Polynomials representing primes Suppose over $\mathbb{Z}$ we are given an irreducible polynomial $p(x)$.
Can we say that at the very least that $p(x)$ represents a prime as $x$ runs through integers?
Thanks in advance.
 A: Let $P(x)$ be a polynomial of degree $\ge 1$, with integer coefficients, such that no $d \gt 1$ divides all the coefficients. 
If $P(x)$ has degree $1$, then $P$ represents at least one prime. This is a consequence of Dirichlet's Theorem on primes in arithmetic progression (and easily implies that Theorem). 
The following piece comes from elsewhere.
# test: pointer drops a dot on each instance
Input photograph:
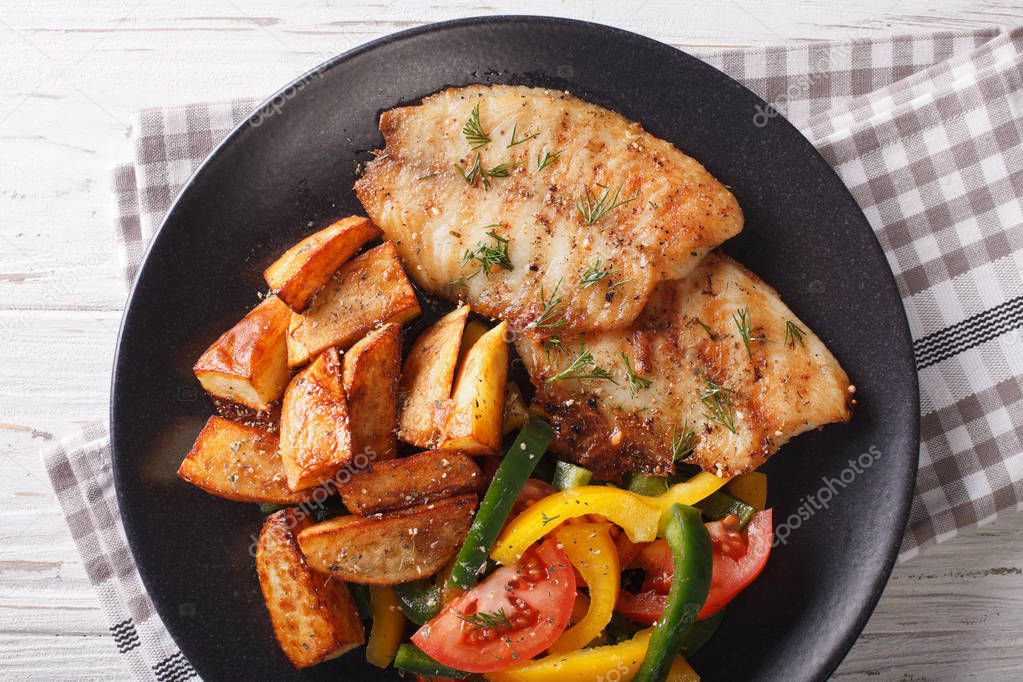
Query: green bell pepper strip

As has been pointed out, for degree $\ge 2$, irreducibility is not enough to ensure that a polynomial represents a prime. For some irreducible polynomials $P(x)$, there exists a $d \gt 1$ such that $d$ divides $P(n)$ for every integer $n$. 
However, that can only happen for relatively simple congruential reasons. So let us focus attention on polynomials $P(x)$ for which there is no such universal $d$. Unfortunately, it is an open problem whether such a polynomial must necessarily represent at least one prime.  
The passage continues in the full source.